Since there were study-to-study differences in how the efficacy of treatment was assessed, the researchers used data from each study to calculate a “clinical score” reflecting whether and how MSC treatment affected functional ability, and a “remyelination score” to calculate the effect of treatment on lost myelin.

Results showed that MSC treatment was associated with significant improvements in both scores. Significant improvements in the number of oligodendrocytes — the brain cells responsible for making myelin — also were noted.

“Overall, our updated meta-analysis comprising 88 studies suggested that rodents with MS benefited from MSC therapy as manifested by significant amelioration of functional and histopathological [tissue-related] outcomes,” the researchers wrote.

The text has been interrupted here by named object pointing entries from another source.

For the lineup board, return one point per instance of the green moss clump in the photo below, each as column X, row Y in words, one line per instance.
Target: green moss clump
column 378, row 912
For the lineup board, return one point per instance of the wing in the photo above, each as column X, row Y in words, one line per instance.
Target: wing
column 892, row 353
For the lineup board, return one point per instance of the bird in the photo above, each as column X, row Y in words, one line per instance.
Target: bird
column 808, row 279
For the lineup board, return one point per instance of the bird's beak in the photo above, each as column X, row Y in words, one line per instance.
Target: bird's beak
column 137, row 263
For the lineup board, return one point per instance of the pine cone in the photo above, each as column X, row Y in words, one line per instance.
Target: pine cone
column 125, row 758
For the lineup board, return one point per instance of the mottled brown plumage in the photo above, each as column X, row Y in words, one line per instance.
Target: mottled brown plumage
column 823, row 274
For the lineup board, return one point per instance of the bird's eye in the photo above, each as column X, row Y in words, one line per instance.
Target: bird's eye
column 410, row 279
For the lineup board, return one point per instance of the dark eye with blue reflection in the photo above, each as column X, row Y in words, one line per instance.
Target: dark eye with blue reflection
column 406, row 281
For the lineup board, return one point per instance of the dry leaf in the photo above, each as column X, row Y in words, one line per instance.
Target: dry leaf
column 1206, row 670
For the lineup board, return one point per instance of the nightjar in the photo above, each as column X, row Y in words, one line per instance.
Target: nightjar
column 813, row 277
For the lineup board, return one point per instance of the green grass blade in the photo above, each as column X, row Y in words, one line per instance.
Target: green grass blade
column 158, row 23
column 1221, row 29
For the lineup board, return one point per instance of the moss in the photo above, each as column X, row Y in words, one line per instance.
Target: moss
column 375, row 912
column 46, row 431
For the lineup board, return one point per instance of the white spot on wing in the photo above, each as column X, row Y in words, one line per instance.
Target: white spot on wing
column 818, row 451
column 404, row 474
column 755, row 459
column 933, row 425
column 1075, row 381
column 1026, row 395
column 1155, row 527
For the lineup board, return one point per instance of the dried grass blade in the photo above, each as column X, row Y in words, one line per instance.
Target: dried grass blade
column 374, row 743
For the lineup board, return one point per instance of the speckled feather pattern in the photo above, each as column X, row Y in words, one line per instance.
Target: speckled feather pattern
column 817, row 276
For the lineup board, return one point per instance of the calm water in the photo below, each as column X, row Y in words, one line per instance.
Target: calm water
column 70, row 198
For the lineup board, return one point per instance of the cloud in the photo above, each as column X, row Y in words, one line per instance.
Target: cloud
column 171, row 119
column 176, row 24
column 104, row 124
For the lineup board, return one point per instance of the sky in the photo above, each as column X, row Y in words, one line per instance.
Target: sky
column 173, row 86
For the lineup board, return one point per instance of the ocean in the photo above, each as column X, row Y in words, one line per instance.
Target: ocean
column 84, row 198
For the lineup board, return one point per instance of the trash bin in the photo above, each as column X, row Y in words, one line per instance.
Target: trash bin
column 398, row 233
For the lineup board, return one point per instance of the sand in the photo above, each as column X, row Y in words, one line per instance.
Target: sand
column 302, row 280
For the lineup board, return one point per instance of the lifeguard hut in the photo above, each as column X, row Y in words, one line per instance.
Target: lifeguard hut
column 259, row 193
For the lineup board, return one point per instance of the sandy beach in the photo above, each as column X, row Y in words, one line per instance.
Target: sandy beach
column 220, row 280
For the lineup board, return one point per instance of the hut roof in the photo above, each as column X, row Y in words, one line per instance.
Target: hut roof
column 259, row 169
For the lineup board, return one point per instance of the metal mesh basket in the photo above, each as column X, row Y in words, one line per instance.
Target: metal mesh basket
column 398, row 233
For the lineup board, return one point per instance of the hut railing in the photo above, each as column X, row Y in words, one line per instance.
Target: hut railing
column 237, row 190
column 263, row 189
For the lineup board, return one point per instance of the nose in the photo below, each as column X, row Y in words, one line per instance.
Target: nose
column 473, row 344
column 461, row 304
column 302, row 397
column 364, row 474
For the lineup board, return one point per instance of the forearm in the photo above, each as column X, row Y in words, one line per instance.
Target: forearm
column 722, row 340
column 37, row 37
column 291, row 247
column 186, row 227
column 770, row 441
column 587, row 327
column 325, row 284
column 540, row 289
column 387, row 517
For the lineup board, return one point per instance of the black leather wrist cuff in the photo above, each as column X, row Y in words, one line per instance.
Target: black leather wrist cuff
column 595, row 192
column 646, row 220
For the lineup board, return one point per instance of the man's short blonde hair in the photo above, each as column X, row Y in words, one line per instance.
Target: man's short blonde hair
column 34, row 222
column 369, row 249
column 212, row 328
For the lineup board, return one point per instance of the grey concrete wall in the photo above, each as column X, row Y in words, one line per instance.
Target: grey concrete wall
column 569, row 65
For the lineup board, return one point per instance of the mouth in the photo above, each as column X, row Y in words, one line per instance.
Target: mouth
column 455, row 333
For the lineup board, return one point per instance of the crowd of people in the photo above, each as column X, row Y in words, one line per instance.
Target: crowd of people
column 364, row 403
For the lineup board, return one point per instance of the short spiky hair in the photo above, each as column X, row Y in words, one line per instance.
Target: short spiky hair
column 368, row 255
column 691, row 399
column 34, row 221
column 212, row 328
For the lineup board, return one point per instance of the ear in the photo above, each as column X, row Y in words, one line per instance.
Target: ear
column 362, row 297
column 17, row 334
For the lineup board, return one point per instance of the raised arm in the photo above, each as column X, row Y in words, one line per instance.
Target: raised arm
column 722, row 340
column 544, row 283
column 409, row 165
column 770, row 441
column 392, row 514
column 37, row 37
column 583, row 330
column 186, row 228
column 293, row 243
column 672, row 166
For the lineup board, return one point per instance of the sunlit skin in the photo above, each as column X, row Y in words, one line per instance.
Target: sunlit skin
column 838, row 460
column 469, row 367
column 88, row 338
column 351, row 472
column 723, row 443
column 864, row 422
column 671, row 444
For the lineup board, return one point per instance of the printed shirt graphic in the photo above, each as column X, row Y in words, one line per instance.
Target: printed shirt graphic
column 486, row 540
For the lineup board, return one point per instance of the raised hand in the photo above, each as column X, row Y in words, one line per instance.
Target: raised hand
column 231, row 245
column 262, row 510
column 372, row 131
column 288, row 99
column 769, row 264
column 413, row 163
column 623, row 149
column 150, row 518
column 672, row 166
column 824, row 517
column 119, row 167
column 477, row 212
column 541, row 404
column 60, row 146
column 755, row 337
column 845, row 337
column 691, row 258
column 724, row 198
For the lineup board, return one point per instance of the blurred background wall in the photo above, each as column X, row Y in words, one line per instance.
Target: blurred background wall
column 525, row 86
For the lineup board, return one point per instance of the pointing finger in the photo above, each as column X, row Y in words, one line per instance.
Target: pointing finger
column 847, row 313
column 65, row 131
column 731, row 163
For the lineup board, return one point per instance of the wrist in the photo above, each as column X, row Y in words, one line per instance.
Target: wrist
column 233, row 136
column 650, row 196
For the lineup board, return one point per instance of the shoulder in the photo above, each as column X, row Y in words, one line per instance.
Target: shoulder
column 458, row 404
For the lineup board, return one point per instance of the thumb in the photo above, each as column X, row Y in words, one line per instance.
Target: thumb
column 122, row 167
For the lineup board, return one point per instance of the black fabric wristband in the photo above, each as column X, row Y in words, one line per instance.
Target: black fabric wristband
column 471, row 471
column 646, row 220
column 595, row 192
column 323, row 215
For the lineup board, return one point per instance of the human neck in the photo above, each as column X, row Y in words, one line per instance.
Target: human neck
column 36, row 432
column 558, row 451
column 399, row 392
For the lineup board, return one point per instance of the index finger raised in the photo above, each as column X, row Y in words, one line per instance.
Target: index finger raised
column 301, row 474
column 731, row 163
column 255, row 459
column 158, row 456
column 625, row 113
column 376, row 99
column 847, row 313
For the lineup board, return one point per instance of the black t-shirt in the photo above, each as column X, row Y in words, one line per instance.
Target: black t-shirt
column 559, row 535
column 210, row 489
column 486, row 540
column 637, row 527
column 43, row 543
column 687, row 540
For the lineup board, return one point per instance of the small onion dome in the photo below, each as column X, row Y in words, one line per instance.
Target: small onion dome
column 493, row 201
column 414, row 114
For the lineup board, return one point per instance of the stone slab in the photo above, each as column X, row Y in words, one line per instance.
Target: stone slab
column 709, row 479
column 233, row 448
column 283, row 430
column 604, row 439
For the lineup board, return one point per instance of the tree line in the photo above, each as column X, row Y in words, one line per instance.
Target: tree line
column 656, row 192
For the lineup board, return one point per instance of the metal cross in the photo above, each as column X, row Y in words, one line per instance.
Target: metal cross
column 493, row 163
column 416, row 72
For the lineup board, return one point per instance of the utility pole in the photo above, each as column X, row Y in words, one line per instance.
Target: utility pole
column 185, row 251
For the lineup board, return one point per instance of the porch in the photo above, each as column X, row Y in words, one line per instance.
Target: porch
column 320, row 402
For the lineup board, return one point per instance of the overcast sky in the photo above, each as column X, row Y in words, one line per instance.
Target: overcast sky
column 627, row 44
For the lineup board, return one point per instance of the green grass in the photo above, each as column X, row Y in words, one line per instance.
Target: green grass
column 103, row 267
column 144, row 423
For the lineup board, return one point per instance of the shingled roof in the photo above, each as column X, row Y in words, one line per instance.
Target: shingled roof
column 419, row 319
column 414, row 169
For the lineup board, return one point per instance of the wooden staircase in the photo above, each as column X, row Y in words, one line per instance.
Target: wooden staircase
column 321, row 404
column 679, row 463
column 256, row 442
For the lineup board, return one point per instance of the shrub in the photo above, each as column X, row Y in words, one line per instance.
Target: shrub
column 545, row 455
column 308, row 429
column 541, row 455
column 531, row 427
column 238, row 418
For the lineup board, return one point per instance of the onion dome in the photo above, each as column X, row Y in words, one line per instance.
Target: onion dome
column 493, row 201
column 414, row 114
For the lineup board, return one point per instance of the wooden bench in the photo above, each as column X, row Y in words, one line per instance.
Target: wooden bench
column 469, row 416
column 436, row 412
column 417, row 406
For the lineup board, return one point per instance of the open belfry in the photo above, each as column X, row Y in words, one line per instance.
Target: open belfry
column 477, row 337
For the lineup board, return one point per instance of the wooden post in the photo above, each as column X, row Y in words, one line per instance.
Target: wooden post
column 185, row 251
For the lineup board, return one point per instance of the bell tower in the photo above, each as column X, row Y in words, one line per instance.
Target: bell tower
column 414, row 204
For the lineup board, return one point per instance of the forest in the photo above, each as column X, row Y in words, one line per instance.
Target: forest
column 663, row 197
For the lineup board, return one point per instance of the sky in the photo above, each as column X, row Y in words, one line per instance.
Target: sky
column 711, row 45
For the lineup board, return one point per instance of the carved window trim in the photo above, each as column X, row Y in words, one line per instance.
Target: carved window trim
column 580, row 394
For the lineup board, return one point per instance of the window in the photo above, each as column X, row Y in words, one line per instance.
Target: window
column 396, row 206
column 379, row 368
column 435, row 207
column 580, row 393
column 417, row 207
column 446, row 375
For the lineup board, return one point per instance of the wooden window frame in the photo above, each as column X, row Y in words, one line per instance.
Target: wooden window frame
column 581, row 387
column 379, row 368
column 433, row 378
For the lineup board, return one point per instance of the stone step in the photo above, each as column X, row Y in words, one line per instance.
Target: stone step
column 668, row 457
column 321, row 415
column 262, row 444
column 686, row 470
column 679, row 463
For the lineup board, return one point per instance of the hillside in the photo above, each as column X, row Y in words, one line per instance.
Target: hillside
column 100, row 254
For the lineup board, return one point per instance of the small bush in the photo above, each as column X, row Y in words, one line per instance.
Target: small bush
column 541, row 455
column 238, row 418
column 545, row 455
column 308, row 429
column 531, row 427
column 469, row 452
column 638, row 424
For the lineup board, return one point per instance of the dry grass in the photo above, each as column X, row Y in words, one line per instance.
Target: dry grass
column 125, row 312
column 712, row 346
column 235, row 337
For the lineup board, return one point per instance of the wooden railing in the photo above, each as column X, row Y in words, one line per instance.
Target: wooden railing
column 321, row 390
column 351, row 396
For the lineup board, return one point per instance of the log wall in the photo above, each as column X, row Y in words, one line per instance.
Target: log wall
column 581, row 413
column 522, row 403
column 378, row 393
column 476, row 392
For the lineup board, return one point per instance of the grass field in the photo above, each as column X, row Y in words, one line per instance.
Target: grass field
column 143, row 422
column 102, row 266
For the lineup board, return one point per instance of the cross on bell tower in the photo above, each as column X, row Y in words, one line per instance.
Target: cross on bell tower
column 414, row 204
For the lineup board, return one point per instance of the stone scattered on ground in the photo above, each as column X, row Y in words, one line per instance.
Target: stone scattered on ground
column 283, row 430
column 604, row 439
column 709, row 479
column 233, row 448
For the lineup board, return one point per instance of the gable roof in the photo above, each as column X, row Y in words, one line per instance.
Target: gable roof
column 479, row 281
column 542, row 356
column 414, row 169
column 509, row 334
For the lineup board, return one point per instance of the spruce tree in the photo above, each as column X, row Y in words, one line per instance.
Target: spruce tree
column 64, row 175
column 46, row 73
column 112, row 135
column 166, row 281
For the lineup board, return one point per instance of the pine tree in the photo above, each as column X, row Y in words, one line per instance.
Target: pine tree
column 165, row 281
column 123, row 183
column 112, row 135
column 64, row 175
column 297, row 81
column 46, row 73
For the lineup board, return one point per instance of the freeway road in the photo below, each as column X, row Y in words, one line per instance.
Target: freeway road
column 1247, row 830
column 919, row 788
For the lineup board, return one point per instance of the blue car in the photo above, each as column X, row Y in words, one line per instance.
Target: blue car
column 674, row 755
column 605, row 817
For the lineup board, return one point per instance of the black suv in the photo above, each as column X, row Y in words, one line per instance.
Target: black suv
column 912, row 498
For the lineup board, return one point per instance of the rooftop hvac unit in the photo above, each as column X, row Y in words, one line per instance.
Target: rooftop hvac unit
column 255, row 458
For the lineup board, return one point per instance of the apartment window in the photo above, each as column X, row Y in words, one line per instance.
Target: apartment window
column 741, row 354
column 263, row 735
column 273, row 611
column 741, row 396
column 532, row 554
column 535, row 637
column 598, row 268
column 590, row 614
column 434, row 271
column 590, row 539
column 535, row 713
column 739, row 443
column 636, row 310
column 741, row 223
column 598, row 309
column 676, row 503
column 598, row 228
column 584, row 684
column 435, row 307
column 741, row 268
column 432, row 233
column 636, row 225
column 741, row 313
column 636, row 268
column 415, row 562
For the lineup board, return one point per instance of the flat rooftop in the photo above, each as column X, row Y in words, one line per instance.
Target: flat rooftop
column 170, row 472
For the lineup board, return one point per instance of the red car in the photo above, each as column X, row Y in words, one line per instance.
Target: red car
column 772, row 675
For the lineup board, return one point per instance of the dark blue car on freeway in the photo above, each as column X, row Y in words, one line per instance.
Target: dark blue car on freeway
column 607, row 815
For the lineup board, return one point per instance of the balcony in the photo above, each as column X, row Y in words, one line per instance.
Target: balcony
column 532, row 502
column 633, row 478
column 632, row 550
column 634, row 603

The team noted some trends in how techniques affected outcomes. For example, in the rodent models, using MSCs from rodents tended to yield more benefits than MSCs from humans. However, in many cases, there weren’t enough studies to do reliable comparisons between different methods.

“As many open issues are still unsolved, larger and longer-term trials are warranted to determine the more favorable parameter of MSC transplantation and to further evaluate the potential of cellular therapy in MS,” the scientists concluded.